本文同步刊登於Tanwai KiNi ,
■ Film Dokumenter Eulis- Merajut Asa di Pulau Formosa
Penerjemah/Shantina
Eulis Komariah bekerja merawat seorang nenek di Pingtung, kebetulan majikan Eulis, Liu Yuxia adalah pemimpin “Asosiasi Tai Chi Xin Chuan Pingtung”. Setelah berumah beberapa waktu bersama Eulis, Liu Yuxia menganggap dia sangat tabah dan tekun sehingga mengajarinya Taichi. Sejak saat itu, Eulis menjaga nenek pada jam kerja, masa subuh dan senja digunakan untuk latihan Taichi guna meningkatkan kebugaran fisik. Eulis mendapat kesenangan di luar pekerjaan dengan tiga jam sekali latihan; setelah berlatih dengan tekun, Eulis menjuarai piala Formosa pada berbagai pertandingan, kemampuannya sebanding dengan orang Taiwan.
Eulis datang ke Tainan 9 tahun yang lalu, setelah bekerja sebagai perawat selama 3 tahun, dia beralih merawat seorang tua yang difabel di Pingtung, 6 tahun yang lalu dia datang pada majikan barunya Liu Yuxia untuk merawat kakek yang sudah tua, ketika kakek meninggal, dia merawat nenek. Eulis yang bekerja dengan serius menjadi perhatian Liu Yuxia dan menanyakan keinginannya untuk belajar Taichi. Sejak saat itu, di samping waktu kerja dia memulai latihan 13 pose Taichi. Dia berlatih tiga jam di saat subuh dan tiga jam di saat senja; selain mendapatkan kebugaran fisik, juga membuka sebuah jendela baru dalam kehidupannya.
Pada 2012, Eulis memulai debut perdananya pada pertandingan Kejuaraan Nasional Piala Formosa yang diadakan oleh Organisasi Pusat Taichi Taiwan dengan para peserta terbaik dari setiap perguruan Taichi yang mecapai 15 kategori. Eulis bertanding pada kategori 13 pose Taichi yang menjadi latihan sehari-harinya dengan prestasi juara kedua.

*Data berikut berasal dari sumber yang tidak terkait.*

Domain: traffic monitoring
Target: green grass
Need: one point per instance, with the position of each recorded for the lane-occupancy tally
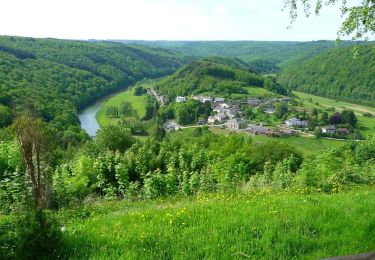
(138, 104)
(263, 225)
(327, 102)
(306, 145)
(257, 91)
(365, 124)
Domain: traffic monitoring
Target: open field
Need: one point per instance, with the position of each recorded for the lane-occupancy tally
(365, 124)
(327, 102)
(138, 104)
(258, 225)
(257, 91)
(307, 145)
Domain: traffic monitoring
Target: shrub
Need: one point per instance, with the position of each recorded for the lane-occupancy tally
(29, 235)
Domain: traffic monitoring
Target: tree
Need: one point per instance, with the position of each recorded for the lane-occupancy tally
(281, 109)
(336, 118)
(114, 138)
(249, 114)
(359, 21)
(158, 132)
(315, 112)
(349, 117)
(31, 140)
(324, 118)
(139, 91)
(5, 116)
(197, 131)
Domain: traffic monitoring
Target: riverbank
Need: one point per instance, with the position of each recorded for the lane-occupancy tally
(90, 118)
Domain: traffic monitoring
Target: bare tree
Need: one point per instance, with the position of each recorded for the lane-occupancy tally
(31, 140)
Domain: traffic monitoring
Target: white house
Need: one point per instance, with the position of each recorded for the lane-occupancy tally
(295, 122)
(236, 124)
(206, 99)
(211, 120)
(221, 117)
(180, 99)
(254, 102)
(329, 129)
(257, 129)
(219, 100)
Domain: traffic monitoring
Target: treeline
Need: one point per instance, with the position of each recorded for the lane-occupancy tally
(54, 78)
(279, 54)
(210, 75)
(344, 73)
(116, 165)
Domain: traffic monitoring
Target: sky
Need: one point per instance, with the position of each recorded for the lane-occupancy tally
(163, 20)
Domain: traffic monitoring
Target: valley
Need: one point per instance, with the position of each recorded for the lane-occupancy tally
(144, 150)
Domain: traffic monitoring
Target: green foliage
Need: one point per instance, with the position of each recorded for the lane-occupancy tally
(5, 116)
(214, 75)
(282, 54)
(56, 77)
(257, 225)
(139, 91)
(336, 74)
(281, 109)
(272, 85)
(359, 16)
(12, 177)
(190, 111)
(29, 235)
(114, 138)
(334, 169)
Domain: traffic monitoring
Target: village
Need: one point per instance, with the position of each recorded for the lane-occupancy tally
(230, 115)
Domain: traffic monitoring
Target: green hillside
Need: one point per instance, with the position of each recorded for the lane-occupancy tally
(57, 77)
(336, 74)
(264, 56)
(219, 76)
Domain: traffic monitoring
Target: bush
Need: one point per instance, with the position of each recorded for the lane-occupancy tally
(30, 235)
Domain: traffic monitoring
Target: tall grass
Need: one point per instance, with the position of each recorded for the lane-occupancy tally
(287, 225)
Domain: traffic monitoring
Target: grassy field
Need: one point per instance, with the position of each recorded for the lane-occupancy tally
(138, 104)
(366, 125)
(262, 225)
(256, 91)
(333, 103)
(308, 146)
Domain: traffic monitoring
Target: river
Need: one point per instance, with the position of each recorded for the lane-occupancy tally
(87, 116)
(88, 119)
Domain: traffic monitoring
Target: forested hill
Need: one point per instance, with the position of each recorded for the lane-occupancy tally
(56, 77)
(214, 75)
(264, 56)
(336, 74)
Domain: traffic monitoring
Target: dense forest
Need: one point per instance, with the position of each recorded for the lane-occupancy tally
(336, 74)
(264, 56)
(220, 76)
(54, 78)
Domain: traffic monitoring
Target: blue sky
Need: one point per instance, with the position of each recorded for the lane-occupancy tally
(163, 20)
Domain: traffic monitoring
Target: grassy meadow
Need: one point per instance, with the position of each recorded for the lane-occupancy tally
(306, 145)
(366, 124)
(137, 102)
(258, 225)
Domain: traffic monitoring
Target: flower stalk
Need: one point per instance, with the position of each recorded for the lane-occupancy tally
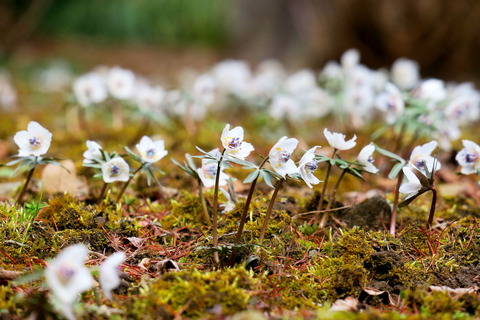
(215, 208)
(125, 185)
(25, 186)
(241, 225)
(269, 210)
(324, 189)
(393, 218)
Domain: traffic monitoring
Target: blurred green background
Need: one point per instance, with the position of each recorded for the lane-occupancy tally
(443, 35)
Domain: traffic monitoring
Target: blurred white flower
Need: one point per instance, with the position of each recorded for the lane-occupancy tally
(350, 59)
(208, 172)
(232, 76)
(365, 158)
(90, 89)
(67, 277)
(285, 106)
(151, 151)
(8, 96)
(120, 83)
(92, 153)
(307, 167)
(405, 73)
(117, 169)
(332, 70)
(337, 140)
(232, 141)
(390, 101)
(300, 82)
(279, 156)
(413, 186)
(149, 98)
(109, 273)
(422, 154)
(34, 141)
(469, 157)
(431, 90)
(204, 90)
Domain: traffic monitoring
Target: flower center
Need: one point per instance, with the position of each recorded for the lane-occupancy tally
(35, 142)
(471, 157)
(311, 166)
(283, 156)
(114, 170)
(150, 153)
(210, 171)
(65, 273)
(234, 143)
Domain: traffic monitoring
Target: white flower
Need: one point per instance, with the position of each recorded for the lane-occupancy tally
(307, 167)
(391, 102)
(67, 277)
(120, 83)
(365, 158)
(109, 273)
(208, 173)
(405, 73)
(413, 185)
(469, 157)
(116, 169)
(151, 151)
(34, 141)
(337, 140)
(92, 153)
(232, 141)
(279, 156)
(422, 154)
(89, 89)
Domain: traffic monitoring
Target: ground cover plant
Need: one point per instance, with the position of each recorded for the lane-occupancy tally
(348, 193)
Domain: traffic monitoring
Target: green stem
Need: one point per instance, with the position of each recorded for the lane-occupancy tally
(125, 185)
(332, 199)
(25, 186)
(243, 218)
(393, 218)
(102, 193)
(215, 209)
(324, 190)
(269, 210)
(432, 208)
(204, 204)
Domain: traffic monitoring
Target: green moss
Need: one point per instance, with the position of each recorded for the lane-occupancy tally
(195, 293)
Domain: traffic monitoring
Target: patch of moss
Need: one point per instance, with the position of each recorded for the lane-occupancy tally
(194, 293)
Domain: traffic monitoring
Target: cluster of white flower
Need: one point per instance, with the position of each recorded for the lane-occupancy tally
(96, 86)
(347, 89)
(67, 276)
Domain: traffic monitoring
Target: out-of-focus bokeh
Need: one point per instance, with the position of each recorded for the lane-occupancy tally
(159, 35)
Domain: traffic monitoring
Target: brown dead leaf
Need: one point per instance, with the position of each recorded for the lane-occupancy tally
(57, 179)
(347, 304)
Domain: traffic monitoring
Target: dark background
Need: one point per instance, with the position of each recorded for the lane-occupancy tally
(160, 35)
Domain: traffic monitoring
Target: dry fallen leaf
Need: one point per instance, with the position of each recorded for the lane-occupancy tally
(57, 179)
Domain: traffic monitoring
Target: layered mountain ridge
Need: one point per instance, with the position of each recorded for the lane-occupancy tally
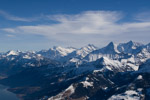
(117, 71)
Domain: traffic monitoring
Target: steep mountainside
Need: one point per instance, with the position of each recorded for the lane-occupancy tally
(115, 72)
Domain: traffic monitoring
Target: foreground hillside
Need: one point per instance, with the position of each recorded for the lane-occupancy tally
(115, 72)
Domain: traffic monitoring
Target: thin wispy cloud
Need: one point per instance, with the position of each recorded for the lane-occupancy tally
(16, 18)
(143, 16)
(87, 27)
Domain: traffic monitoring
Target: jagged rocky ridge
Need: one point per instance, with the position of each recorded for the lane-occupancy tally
(115, 72)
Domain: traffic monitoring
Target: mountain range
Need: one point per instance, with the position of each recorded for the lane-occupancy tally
(114, 72)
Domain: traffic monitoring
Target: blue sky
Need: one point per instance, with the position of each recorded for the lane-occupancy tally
(41, 24)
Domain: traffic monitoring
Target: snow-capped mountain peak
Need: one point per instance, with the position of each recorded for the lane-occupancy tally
(130, 47)
(12, 52)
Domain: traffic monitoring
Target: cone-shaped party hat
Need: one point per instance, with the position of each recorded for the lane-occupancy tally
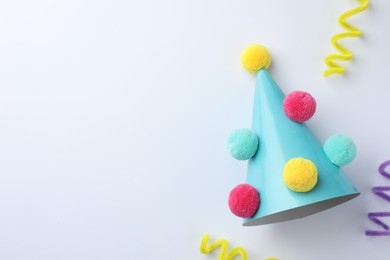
(290, 174)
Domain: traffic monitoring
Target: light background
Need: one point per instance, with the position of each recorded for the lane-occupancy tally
(114, 117)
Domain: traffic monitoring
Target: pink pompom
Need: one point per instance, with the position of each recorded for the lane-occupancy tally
(244, 200)
(299, 106)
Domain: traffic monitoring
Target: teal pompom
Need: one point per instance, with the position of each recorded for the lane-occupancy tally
(341, 150)
(243, 144)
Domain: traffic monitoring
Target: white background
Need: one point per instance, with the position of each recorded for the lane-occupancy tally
(114, 117)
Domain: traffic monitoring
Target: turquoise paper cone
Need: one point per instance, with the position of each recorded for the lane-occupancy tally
(282, 139)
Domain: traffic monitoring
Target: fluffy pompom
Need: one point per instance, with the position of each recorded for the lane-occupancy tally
(255, 57)
(300, 175)
(341, 150)
(243, 144)
(244, 200)
(299, 106)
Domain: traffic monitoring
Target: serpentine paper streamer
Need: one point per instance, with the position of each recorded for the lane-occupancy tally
(351, 32)
(224, 253)
(380, 191)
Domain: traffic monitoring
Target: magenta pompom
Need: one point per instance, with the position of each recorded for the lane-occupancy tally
(299, 106)
(244, 200)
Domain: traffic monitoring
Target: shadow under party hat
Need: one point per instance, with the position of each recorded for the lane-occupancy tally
(290, 174)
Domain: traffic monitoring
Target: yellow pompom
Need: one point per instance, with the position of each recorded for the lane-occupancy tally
(300, 175)
(255, 57)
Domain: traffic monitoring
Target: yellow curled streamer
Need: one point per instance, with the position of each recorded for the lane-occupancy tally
(352, 31)
(223, 255)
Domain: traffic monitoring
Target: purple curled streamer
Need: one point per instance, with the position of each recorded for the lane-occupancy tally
(374, 217)
(382, 168)
(380, 191)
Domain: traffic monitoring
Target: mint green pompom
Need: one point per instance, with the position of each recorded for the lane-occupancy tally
(243, 144)
(341, 150)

Setelah itu, dia bertanding setiap tahun dan mendapat prestasi juara pertama pada tahun 2013 dan 2014; selain itu, kategori 37 pose Taichi yang baru digeluti juga mengecap juara pertama.
17 April merupakan salah satu pertandingan terakhir Piala Formosa bagi Eulis di Taiwan, 22 Oktober akan merupakan pertandingan terakhir bagi Eulis, karena kontrak kerja berakhir pada bulan November dan dia akan pulang ke Indonesia. Eulis mempunyai dua orang anak di Indonesia, satunya berusia 25 tahun dan yang lainnya 15 tahun. Setelah meninggalkan kampung halaman selama sepuluh tahun, Eulis memutuskan kembali ke rumah dan membudidayakan Taichi di Indonesia. Liu Yuxia yang menemani dia pulang ke Indonesia setiap tahunnya menemukan bahwa Taichi di Indonesia tidak begitu moderat, aktif dan berkembang dengan baik seperti di Taiwan, Eulis memutuskan pulang ke Indonesia untuk melatih yayasan di sana dan menguatkan pemahaman mereka terhadap Taichi yang diwarisi Taiwan selama bertahun-tahun.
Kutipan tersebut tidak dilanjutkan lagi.